Stocks began to decline sharply on Monday as some of the largest technology shares and persistent worries regarding global trade pressured the broader market. The Dow Jones Industrial Average fell by 504 points due to a decline in Apple. The S&P 500 decreased by two percent as the technology sector receded 3.9 percent. Nasdaq Composite also fell 3.1 percent, while Amazon dropped by 4.5 percent.

After The Wall Street Journal reported Apple cut production orders for the new iPhones revealed earlier this year, the company’s tech shares began to lower. Apple’s stock declined by four percent and fell, yet again, into a bear market – down 20 percent from its 52-week high.

Facebook CEO Mark Zuckerberg expressed a more aggressive managerial style, according to another WSJ report. The Journal stated that Zuckerberg told 50 of his top executives earlier this year that the company is being faced with war as it receives pressure from lawmakers, investors and users.

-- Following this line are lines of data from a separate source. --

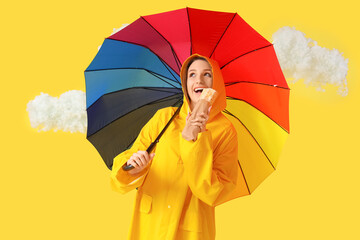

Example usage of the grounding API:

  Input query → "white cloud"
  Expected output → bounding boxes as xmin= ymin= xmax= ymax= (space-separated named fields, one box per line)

xmin=273 ymin=27 xmax=348 ymax=96
xmin=26 ymin=90 xmax=87 ymax=133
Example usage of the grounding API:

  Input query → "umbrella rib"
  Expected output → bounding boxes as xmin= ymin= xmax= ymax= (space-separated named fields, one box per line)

xmin=227 ymin=97 xmax=289 ymax=133
xmin=87 ymin=87 xmax=179 ymax=109
xmin=225 ymin=81 xmax=290 ymax=90
xmin=220 ymin=44 xmax=273 ymax=69
xmin=107 ymin=38 xmax=179 ymax=75
xmin=87 ymin=93 xmax=182 ymax=137
xmin=209 ymin=13 xmax=237 ymax=58
xmin=145 ymin=70 xmax=177 ymax=88
xmin=160 ymin=59 xmax=181 ymax=85
xmin=223 ymin=109 xmax=276 ymax=170
xmin=141 ymin=17 xmax=180 ymax=71
xmin=85 ymin=68 xmax=179 ymax=86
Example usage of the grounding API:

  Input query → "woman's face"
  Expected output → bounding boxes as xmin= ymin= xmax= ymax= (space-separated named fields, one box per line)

xmin=186 ymin=59 xmax=213 ymax=109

This reports follows backlash from a New York Times article detailing how “Facebook company ignored and then tried to hide that Russia used the platform to disrupt the U.S. election in 2016,” reports CNBC.

“It’s going to require a recovery in tech to make things happen,” said Greg Luken, CEO of Luken Investment Analytics. “I think where we are in tech, we’re going to see tough sledding towards the end of the year. I think stocks that are down will see further selling pressure.”

In addition, tech shares also began to fall after The Financial Times reported Chinese authorities alleged “massive evidence” of antitrust violations by Samsung SK Hynix and Micron Technology. The report states China will further investigate into the three companies, which are the largest memory-chip manufactures in the world.

If those weren’t  enough shares that are declining, there’s more. Micron fell 5.9 percent while Advanced Micro Devices dropped 6.2 percent. Shares of Netflix and Alphabet also dropped 4.9 percent and 2.7 percent.

The tech sector held the best performer title in the S&P 500 last year and is the second-best performer for 2018.  However, tech is down more than 10 percent from its 52-week high.

“For the past year and a half, we’ve had a rolling correction that has been hitting sector after sector. I think investors are finally getting around to the leaders,” said Maris Ogg, president at Tower Bridge Advisors. Ogg added she thinks this decline in tech is a buying opportunity. “Many of these companies have best growth rates of any industry. We think that’s going to continue.”